After such a mild February, it seemed as though New England was in for an early spring. That is, until March came about…
Barely 3 weeks into the month of and New England has had to contend with 3 consecutive Nor’easter’s. High latitude blocking remains locked in place which positions the jet stream in a way that results in a cold and active weather pattern for the Northeast. Great news if you like snow, bad news if you’re looking for any sign of Spring. Unfortunately, it seems as though this cold pattern remains persistent through the end of the month as noted by the Climate Prediction Center.
With this active jet stream still in place, yet another storm looks to impact the region in the late Tuesday – Wednesday time frame. With roughly 5 days to go before said event unfolds, there is a high level of uncertainty within model guidance.
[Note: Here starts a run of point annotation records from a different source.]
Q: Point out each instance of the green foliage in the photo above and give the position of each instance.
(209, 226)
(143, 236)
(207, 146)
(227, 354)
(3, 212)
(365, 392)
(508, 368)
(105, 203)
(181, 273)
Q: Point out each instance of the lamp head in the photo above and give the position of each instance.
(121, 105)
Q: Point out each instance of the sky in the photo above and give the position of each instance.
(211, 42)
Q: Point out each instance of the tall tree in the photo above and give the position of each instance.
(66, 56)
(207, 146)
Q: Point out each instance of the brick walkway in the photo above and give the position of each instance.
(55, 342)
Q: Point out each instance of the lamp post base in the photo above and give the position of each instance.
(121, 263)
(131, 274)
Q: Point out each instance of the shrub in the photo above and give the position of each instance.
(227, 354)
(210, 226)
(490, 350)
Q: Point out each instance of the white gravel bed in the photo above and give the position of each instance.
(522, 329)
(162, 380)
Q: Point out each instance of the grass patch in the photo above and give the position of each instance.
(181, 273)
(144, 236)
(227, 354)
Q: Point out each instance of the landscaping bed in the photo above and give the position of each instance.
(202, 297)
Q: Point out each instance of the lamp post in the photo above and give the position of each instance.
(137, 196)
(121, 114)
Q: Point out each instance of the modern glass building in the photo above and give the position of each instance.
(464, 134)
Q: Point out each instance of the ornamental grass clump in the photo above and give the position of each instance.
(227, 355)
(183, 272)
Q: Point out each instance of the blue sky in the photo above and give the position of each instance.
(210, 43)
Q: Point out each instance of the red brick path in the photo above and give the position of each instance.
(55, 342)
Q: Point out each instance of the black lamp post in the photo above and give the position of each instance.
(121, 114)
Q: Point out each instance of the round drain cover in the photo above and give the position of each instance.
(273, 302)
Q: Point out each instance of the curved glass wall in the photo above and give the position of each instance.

Both the American GFS and European ECMWF operation models have been back and forth on what exactly will happen. However both show an area of low pressure tracking right along the south coasts of CT, RI, and MA. With cold air locked in place and liquid precipitation values ranging from 0.75-1.5″ this puts a threat for yet another plow able event for Southern New England. However, if this storm actually ends up verifying, I do not think this will be an all snow event as of now, the track has been trending be too close to Southern New England which would allow for a rain/snow line to develop roughly along a New Haven, CT to Gloucester, MA line where everyone to the north/west would have the greatest potential for another heavy/wet snow event.
The ECMWF has been more accurate this winter than the GFS and thus would want to lean more on the ECMWF solution when it comes to these storms. What’s interesting to note is that the Euro Ensemble mean, which is a blend of different possible model solutions averaged together, indicates most of it’s members believe that this storm ends up passing well to our south and would only minimally impact southern/coastal CT, RI, and MA with only a few showers overnight Tuesday into Wednesday while the rest of MA would possibly only see a few flurries. This goes against the operational model, and will be interesting to see if it will trend to it’s ensemble counterparts.
Now, on the contrary, the GFS ensemble mean looks more like the GFS operational which would result in the plowable event mentioned above.
With low confidence in any solution, and still 5 days to go to where the energy associated with this system has yet to be measured by our sounding data, we will just have to wait and see what the models do over the next few days. In any event, winter has to end at some point. If this event does verify, I do believe it will be the last one of the season as the NAO, PNA, and AO both show to favor a less active/cold pattern going into April.